On to the subjects of this post. First, my trip to Ford Rock last Saturday. One of the forecasters, Trish, has been trying to set me up on the trip with the met. techs to this AWS site. This is not a Wisconsin AWS site, rather this is one of the sites run by SPAWAR, the group that handles the weather forecasting and other logistical operations here. They are in some way affiliated with the Navy. It's not competition or anything, the AWS's are in different location and have different uses. All of the data is shared, and all of it archived on the AMRC's website. Anyways, we had a nice morning for the hour or so ride out there in a truck with tracked wheels. For those of you familiar with the area (a few of you), it's just past Castle Rock up the peninsula. It was quite blustery and cold up there. The two techs had to swap out a temperature sensor, so they worked on that while me and one of the observers also along for the ride took pictures of each other and the scenery. It was high enough and away from other terrain features so that we could see the open water to the north, and the mountains along McMurdo Sound. To the south, it's snow and ice as far as one can see, blending into the sky. It's also a closer picture to Mt. Erebus. Here are some pictures from that morning: to the east, the open water to the north, back towards McMurdo, and me in front of Mt. Erebus:
The time out there was under an hour, then we rode back to McMurdo. Another nice junket out of town for a few hours.

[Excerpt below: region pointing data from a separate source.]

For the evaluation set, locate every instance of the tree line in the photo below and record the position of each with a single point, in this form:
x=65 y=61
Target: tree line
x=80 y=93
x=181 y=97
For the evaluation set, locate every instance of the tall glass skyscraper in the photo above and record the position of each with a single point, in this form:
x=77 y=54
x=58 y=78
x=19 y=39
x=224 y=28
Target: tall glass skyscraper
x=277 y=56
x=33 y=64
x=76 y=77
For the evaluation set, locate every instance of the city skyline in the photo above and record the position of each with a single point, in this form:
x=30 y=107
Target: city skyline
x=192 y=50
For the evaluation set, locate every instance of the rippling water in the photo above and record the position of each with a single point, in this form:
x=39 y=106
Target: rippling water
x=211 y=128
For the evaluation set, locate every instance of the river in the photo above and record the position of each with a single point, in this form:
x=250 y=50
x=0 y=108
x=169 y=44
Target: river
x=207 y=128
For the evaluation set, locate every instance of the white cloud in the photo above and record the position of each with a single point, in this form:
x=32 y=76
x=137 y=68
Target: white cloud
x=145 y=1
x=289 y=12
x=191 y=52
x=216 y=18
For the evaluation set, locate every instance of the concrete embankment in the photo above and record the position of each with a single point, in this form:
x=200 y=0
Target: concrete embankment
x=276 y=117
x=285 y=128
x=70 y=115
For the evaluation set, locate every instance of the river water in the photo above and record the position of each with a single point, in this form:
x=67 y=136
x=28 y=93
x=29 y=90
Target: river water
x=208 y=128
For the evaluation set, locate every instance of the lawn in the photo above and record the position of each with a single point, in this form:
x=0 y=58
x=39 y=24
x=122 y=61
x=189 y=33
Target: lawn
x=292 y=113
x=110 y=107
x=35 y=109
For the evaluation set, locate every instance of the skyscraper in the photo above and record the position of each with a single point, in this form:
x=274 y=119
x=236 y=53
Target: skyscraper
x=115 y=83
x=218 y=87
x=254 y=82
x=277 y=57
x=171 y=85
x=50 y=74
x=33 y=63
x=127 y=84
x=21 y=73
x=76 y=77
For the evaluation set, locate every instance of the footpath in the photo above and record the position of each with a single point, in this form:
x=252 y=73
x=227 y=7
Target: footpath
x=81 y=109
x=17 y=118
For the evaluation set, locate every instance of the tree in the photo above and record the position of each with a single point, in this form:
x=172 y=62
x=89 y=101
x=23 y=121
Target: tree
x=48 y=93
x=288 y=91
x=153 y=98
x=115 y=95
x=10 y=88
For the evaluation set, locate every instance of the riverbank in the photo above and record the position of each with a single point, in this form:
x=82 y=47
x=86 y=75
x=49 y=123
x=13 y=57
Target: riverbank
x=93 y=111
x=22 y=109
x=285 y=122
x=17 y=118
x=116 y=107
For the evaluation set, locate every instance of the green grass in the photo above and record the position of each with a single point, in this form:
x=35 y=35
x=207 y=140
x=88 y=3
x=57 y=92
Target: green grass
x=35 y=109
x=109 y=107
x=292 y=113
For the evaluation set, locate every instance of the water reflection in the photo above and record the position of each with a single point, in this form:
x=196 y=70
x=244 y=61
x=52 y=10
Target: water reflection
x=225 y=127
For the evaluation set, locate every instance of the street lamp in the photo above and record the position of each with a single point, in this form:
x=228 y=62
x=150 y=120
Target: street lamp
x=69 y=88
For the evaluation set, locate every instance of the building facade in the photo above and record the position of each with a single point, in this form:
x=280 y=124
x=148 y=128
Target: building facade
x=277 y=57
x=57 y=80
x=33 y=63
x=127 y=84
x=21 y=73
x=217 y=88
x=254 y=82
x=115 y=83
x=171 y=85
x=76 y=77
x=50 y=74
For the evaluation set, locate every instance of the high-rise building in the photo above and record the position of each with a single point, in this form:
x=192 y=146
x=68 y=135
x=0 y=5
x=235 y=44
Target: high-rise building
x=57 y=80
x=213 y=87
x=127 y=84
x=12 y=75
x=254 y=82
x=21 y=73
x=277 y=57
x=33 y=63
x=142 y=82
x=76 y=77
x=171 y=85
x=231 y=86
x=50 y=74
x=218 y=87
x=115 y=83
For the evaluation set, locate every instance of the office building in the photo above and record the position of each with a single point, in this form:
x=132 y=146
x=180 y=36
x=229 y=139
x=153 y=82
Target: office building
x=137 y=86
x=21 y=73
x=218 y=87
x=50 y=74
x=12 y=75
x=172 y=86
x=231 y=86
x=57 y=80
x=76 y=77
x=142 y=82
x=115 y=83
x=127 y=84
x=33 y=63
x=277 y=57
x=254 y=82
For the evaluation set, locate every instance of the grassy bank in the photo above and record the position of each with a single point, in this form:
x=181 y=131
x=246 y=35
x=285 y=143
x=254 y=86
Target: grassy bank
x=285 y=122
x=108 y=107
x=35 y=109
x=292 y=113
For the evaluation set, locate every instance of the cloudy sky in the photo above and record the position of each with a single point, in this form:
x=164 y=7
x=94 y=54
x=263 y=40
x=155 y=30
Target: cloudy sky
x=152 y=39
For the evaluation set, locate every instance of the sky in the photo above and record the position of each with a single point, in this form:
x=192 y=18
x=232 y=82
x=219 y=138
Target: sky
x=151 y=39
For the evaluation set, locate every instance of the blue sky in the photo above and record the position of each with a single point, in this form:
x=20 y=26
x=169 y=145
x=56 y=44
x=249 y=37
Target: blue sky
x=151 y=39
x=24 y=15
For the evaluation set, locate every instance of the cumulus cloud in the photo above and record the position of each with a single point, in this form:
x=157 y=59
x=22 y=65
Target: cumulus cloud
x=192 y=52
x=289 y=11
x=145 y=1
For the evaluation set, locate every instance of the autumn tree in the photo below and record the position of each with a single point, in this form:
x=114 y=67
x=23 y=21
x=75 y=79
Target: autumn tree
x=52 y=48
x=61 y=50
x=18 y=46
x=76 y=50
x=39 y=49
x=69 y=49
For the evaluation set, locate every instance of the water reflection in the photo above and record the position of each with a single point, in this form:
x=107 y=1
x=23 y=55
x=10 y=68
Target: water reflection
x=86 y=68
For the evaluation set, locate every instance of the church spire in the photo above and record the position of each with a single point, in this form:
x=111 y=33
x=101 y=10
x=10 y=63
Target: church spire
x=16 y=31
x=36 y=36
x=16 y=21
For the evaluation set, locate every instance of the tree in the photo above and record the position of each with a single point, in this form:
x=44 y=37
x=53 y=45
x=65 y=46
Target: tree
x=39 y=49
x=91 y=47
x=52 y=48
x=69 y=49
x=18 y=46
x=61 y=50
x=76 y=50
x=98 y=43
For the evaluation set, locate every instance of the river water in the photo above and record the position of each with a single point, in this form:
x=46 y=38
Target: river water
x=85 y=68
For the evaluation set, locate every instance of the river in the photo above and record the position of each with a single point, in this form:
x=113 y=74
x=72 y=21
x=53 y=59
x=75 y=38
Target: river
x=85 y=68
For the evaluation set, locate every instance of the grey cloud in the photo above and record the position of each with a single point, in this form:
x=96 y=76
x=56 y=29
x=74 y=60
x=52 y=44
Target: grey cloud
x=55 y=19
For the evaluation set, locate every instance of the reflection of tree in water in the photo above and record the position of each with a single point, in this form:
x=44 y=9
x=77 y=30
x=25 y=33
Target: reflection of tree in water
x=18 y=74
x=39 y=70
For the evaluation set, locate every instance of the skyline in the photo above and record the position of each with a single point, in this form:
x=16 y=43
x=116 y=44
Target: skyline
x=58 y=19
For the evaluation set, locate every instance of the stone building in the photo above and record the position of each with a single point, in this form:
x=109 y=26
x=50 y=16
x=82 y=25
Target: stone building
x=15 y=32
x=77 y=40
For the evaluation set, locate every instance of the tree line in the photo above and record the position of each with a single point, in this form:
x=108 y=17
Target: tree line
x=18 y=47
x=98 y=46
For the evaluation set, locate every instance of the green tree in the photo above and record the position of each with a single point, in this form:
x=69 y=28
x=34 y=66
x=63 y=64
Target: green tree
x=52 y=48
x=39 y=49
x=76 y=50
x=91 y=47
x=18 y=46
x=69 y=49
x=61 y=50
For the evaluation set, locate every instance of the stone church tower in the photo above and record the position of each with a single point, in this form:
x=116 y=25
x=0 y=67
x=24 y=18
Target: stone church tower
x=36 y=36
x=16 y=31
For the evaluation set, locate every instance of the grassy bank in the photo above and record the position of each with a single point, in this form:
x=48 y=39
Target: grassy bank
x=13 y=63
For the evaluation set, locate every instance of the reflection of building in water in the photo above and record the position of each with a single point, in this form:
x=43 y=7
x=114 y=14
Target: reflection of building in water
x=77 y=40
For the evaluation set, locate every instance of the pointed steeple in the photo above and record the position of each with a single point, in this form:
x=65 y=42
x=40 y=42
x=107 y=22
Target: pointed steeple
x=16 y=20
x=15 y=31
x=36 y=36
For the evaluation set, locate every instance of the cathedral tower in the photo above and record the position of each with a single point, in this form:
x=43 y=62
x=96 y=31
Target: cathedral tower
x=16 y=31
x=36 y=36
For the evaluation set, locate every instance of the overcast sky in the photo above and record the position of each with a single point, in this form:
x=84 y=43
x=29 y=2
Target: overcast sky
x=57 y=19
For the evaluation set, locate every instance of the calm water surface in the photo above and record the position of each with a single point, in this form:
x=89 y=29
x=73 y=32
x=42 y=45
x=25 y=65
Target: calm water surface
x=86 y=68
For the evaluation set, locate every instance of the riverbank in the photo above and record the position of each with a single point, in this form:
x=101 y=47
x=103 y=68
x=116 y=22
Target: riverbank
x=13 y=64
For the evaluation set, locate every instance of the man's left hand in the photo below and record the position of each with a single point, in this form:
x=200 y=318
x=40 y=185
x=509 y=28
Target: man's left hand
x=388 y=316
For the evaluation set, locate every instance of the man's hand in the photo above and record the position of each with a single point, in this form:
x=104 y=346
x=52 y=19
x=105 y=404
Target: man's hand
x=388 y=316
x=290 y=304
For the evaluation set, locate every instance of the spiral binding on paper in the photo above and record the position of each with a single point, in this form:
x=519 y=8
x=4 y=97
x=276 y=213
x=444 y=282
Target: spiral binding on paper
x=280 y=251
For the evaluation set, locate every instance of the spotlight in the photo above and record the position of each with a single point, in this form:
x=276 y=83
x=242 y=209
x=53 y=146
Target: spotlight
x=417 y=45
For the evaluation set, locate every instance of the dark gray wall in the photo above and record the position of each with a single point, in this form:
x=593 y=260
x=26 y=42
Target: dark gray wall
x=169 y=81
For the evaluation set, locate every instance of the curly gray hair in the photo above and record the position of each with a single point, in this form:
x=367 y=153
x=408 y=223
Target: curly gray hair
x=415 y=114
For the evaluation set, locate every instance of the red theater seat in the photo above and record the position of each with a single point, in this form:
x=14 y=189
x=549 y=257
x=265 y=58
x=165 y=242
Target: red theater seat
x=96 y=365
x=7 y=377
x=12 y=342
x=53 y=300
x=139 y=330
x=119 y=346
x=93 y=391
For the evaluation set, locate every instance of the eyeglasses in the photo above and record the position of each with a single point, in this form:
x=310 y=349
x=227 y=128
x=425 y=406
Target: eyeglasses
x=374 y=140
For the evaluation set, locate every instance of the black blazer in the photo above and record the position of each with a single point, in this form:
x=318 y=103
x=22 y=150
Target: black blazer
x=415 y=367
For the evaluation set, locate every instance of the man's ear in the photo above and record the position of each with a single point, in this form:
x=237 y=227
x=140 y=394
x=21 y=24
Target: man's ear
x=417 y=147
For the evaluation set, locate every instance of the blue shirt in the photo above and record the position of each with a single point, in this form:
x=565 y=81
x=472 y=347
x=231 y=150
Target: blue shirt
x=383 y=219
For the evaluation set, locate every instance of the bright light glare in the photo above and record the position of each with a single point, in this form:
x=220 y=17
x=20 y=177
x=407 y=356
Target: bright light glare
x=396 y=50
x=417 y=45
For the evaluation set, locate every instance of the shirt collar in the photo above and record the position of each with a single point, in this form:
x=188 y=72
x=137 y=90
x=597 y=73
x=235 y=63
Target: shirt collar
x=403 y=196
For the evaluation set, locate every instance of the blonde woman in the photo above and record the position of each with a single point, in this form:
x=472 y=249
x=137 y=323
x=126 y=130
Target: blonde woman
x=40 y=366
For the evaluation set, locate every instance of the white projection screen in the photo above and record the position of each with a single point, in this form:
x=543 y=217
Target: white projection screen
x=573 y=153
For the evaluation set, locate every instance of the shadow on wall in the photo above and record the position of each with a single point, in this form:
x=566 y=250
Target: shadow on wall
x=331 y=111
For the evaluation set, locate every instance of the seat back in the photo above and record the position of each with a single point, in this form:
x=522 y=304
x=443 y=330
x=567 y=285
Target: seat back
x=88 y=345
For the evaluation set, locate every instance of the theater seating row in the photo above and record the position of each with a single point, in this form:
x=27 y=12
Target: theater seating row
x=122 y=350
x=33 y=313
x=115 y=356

Then on Sunday, I went with the observer on duty (Carol) to launch a weather balloon. These are launched everywhere at 0000 UTC and 1200 UTC every day. At McMurdo we are on NZDT, which is UTC+13, so 1 PM and 1 AM (actually a little earlier, the data should be in about that time). They moved the location of the launch, and we had to drive over there. Here are some pictures from the setup and launch of the balloon:
Sunday was my birthday, so I got to launch a weather balloon on my birthday! Here is the skew-t of the sounding:
Additionally, the launch area is down by the ice pier, so I got good shots of the winter resupply ship, M/V American Tern, and the icebreaker Oden leaving port to clear the channel. The ships left earlier today.